Algérie-Belgique : deux accords signés sur la réadmission et les visas

Par : Mohammed CHOUAKI

Deux accords Algéro‑Belges ont été signés en mars 2026 à Bruxelles entre le Ministre Algérien des Affaires Etrangères, Ahmed Attaf, et ses homologues Belges, dont un sur la réadmission et un autre sur les visas.

Accord de réadmission

L’accord de réadmission vise à permettre à la Belgique de renvoyer les Algériens en séjour irrégulier vers l’Algérie, dans le cadre d’un dispositif de retours organisés. Concrètement, Alger s’engage à accepter la réadmission de ses ressortissants expulsés, et l’accord prévoit notamment la prolongation de la validité du document de voyage (laissez‑passer) délivré par l’Algérie de 1 à 30 jours pour faciliter ces retours.

Accord sur l’exemption de visa

Le second accord porte sur l’exemption de visa pour les détenteurs de passeports diplomatiques et de service, ce qui simplifie les déplacements officiels entre les deux pays. Les autorités Belges soulignent que la signature de ces deux textes en parallèle traduit une volonté de renforcer la confiance et la coopération bilatérale, notamment dans les domaines de la migration et des relations diplomatiques.

Contexte politique et migratoire

La Belgique rappelle que, en 2025, environ 2 251 Algériens ont reçu un ordre de quitter le territoire, mais seulement 85 ont été effectivement expulsés vers l’Algérie, ce qui justifie la recherche d’un cadre plus contraignant et prévisible.
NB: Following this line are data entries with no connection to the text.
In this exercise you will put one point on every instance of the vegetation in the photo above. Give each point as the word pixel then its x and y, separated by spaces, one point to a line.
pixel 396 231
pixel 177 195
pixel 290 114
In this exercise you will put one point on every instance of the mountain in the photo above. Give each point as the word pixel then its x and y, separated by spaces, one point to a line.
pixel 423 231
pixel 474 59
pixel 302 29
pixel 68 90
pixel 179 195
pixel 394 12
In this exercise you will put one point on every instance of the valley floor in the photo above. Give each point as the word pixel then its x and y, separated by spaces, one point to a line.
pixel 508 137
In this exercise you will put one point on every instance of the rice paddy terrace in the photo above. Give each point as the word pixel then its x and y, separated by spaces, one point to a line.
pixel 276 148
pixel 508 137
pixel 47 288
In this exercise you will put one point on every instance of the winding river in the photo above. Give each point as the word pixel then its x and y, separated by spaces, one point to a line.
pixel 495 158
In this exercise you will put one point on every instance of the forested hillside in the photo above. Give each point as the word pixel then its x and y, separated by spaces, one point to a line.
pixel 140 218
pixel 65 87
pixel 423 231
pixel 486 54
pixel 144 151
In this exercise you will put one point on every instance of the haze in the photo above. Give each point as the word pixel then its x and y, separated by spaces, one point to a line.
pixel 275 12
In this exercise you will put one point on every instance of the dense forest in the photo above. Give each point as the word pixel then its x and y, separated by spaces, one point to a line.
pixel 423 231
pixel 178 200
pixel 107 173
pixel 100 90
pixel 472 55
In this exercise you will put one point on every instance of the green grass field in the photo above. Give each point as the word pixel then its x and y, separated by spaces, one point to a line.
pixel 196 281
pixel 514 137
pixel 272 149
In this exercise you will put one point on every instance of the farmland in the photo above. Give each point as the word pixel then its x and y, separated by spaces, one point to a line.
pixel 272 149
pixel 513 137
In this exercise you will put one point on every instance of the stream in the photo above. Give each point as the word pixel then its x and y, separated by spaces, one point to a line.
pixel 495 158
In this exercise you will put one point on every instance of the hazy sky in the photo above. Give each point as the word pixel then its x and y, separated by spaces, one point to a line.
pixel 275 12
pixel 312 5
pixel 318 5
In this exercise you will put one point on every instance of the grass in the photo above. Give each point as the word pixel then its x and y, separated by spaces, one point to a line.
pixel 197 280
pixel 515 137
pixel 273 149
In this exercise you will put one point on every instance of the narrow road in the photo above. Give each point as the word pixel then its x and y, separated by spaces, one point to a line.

L’accord de réadmission s’inscrit dans une logique plus large de la Belgique qui privilégie la voie diplomatique pour gérer les retours forcés, tout en maintenant une coopération sur les flux migratoires et la sécurité des frontières.

Les deux accords Algérie‑Belgique sur la réadmission et les visas n’ont a priori pas d’effet direct sur les conditions générales de délivrance des visas ordinaires (tourisme, visite, études, travail court‑séjour) pour les Algériens, mais ils peuvent influencer la pratique et la politique migratoire belge vis‑à‑vis des demandeurs Algériens.

Ce qui ne change pas (en principe)

• L’accord de réadmission porte sur le retour des Algériens en séjour irrégulier ou expulsés, pas sur les règles d’entrée au titre des visas Schengen courants.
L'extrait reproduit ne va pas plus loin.